I don't think that this is a good idea, as worded, pending conclusions in RSWG about changing XML.  I tend to think that this sort of change is over the line.

However, I do think that offering an alternative presentation form that shows, in a sufficiently clear form, any archived forms or updated links *as alternatives*, potentially by also marking broken links.

For instance, HTML is easy to tweak, and you could have links annotated.  Interacting with the annotation could show an overlay with information.  For example:


might become:

🔗[ (marked broken 2021-02-28)
      Alternative link: https://alternative.source.example/ (added 2023-05-04)
      Alternative link: https://another.alternative/ (added 2021-02-28)
      Archived copies of this resource: _HTML_, _PDF_, _TXT_ (added 2023-05-04) ]

(The added links could link to a record of the transaction.)  

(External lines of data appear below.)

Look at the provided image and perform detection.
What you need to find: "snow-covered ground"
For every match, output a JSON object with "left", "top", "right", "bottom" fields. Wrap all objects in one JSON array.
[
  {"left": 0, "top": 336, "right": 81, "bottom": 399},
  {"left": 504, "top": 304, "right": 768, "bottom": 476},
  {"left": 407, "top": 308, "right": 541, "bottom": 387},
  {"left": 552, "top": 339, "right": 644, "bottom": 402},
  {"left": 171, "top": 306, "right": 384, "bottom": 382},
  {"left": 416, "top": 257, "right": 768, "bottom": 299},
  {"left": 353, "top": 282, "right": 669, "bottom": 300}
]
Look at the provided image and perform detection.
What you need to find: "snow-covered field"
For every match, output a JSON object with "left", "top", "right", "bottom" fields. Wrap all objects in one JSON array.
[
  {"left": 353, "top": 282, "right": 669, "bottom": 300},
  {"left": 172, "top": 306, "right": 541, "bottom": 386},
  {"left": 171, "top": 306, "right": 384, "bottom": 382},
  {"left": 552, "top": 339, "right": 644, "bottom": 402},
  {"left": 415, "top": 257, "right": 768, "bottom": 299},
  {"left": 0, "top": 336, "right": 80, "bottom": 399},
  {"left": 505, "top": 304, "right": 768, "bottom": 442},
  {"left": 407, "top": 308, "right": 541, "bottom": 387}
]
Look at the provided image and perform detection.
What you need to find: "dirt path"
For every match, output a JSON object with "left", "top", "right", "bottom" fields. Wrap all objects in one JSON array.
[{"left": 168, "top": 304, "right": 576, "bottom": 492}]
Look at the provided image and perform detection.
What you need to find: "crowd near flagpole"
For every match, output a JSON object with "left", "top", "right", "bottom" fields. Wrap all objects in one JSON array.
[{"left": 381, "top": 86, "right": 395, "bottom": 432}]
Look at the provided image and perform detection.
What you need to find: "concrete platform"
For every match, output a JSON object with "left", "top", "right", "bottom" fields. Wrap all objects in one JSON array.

This marker could be added easily to HTML renderings, without needing to query the database until the interaction occurs, meaning that you wouldn't need to regenerate the RFC rendering often; realistically, only when the process for rendering this stuff needs to change.

Note that adding archived copies might be part of the RPC service for newly published documents, but this wouldn't require that to happen.

> - When the RPC receives notification of a broken link, they can 
> identify a suggested replacement, obtain approval from the appropriate 
> entity, and update an html version of the RFC with the approved link.

> - Approval of replacement links for a document is provided by the same 
> entities who approve errata for the document.

This makes sense in the abstract, but I'd like to see this improved in this case, because the errata process leans more heavily on area directors than this process would seem to require.  If this only affects rendering and some of the metadata that is maintained for published RFCs (as my above proposal would), then a lighter process might help avoid this turning into a reason that we get even further behind on processing errata.

One thing that might make this easier, but which might also overturn this point, is that the same links are very common across the entire RFC catalogue.  So if https://broken.example/ appears in 15 RFCs, maybe the key to that database isn't the RFCs, but the URL itself.  That has several advantages: new RFCs that cite URLs already in the database don't need new copies of the documents, one change can fix many RFCs, etc...  Maybe you can use any editor from any of those RFCs to approve the change.

That's harder, but I think that a citation-centred database has enough advantages to justify considering it.